Question

A long solenoid of $50\,cm$ length having $100\,turns$ carries a current of $2.5\,A$. The magnetic field at the centre of the solenoid is : $(\mu_o = 4\pi \times 10^{-7} T\,m\,A^{-1})$

• A. $6.28 \times 10^{-4}T$
• B. $3.14 \times 10^{-4}T$
• C. $6.28 \times 10^{-5}T$
• D. $3.14 \times 10^{-5}T$

Answer 1

The Correct Option is A

To determine the magnetic field at the centre of a solenoid, we use the following formula for the magnetic field inside a long solenoid:

\(B = \mu_0 \cdot n \cdot I\)

where:

• \(\mu_0\) is the permeability of free space, given as \(4\pi \times 10^{-7} \, T \cdot m \cdot A^{-1}\)
• \(n\) is the number of turns per unit length of the solenoid
• \(I\) is the current passing through the solenoid

Given data:

• Length of the solenoid \(L = 50 \, cm = 0.5 \, m\)
• Number of turns \(N = 100\)
• Current \(I = 2.5 \, A\)

First, we calculate \(n\):

\(n = \frac{N}{L} = \frac{100}{0.5} = 200 \, \text{turns per meter}\)
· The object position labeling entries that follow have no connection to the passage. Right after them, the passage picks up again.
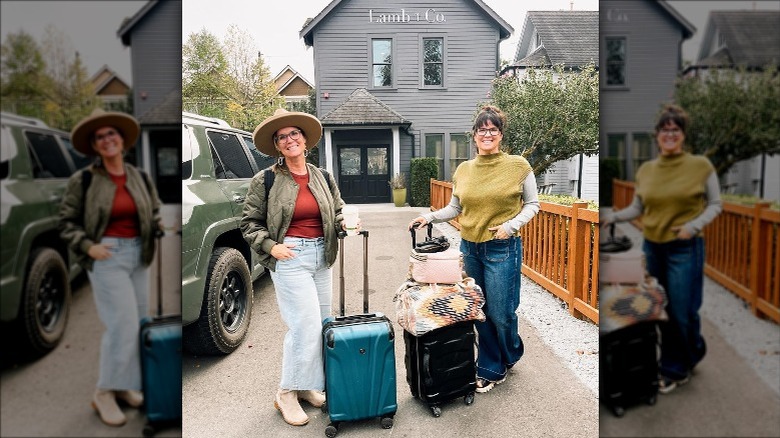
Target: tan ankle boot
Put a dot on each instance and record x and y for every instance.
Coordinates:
(104, 402)
(286, 401)
(133, 398)
(314, 398)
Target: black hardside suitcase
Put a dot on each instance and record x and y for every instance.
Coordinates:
(441, 365)
(629, 365)
(359, 359)
(161, 351)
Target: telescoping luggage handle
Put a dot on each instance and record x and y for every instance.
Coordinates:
(158, 235)
(416, 227)
(342, 235)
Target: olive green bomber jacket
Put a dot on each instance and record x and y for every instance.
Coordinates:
(264, 223)
(83, 218)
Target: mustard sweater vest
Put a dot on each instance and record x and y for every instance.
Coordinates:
(489, 188)
(672, 191)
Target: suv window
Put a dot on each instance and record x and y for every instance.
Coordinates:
(47, 157)
(230, 153)
(79, 160)
(261, 159)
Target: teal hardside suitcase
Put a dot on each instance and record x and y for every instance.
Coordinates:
(359, 357)
(161, 351)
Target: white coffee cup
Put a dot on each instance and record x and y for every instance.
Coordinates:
(351, 218)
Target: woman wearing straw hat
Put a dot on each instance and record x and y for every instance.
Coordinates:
(294, 231)
(109, 219)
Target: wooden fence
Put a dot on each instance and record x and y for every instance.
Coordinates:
(742, 251)
(560, 250)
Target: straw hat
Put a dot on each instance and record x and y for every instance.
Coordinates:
(81, 135)
(264, 133)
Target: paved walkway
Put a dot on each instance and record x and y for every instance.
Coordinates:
(733, 392)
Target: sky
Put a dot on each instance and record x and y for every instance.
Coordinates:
(275, 26)
(696, 11)
(90, 26)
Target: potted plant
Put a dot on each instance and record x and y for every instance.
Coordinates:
(398, 184)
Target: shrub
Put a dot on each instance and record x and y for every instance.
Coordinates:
(422, 170)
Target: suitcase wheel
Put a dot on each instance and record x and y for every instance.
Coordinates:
(148, 430)
(386, 422)
(332, 430)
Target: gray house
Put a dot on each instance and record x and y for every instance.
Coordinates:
(749, 39)
(571, 39)
(154, 35)
(399, 80)
(641, 58)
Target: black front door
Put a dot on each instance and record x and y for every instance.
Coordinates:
(364, 174)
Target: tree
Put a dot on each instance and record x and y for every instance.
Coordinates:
(734, 114)
(204, 70)
(226, 79)
(71, 96)
(552, 114)
(23, 81)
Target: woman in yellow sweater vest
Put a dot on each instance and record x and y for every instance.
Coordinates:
(677, 194)
(495, 195)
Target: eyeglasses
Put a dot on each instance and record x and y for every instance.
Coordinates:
(492, 131)
(293, 135)
(105, 135)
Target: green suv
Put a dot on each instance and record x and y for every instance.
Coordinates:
(36, 266)
(218, 267)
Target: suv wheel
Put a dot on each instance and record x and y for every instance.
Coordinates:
(46, 301)
(227, 305)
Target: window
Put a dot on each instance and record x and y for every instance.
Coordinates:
(382, 62)
(616, 149)
(79, 160)
(641, 148)
(616, 61)
(433, 62)
(434, 147)
(261, 159)
(187, 136)
(47, 157)
(231, 160)
(459, 151)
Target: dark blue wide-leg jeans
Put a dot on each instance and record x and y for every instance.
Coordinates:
(679, 267)
(495, 266)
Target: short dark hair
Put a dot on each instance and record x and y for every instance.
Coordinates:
(489, 113)
(673, 113)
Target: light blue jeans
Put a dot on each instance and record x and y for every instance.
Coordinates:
(120, 287)
(495, 266)
(679, 267)
(303, 292)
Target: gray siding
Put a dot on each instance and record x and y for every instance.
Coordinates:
(653, 54)
(156, 41)
(342, 64)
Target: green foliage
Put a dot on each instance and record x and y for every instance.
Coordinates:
(422, 170)
(552, 115)
(47, 81)
(398, 181)
(227, 79)
(734, 114)
(567, 200)
(748, 200)
(609, 168)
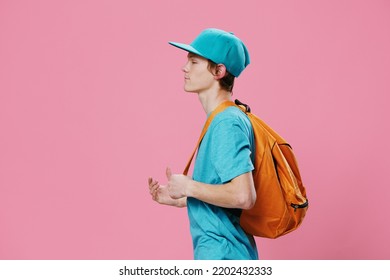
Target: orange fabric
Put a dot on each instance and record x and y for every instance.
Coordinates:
(281, 202)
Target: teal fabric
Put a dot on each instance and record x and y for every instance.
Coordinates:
(226, 152)
(220, 47)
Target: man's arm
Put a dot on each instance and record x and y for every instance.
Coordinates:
(238, 193)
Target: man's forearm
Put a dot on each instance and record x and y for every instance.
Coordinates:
(239, 193)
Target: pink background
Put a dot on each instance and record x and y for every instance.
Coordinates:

Now, substituting these values into the formula for the magnetic field, \(B\):

\(B = (4\pi \times 10^{-7} \, T \cdot m \cdot A^{-1}) \cdot 200 \, m^{-1} \cdot 2.5 \, A\)

Calculating the magnetic field:

\(B = 4\pi \times 10^{-7} \cdot 200 \cdot 2.5\)

\(B = 4\pi \times 500 \times 10^{-7}\)

\(B = 2000\pi \times 10^{-7}\)

Approximate the value of \(\pi \approx 3.14\):

\(B = 2000 \times 3.14 \times 10^{-7} \, T\)

\(B = 6280 \times 10^{-7} \, T\)

\(B = 6.28 \times 10^{-4} \, T\)

Thus, the magnetic field at the centre of the solenoid is \(6.28 \times 10^{-4} \, T\), which matches the correct option provided.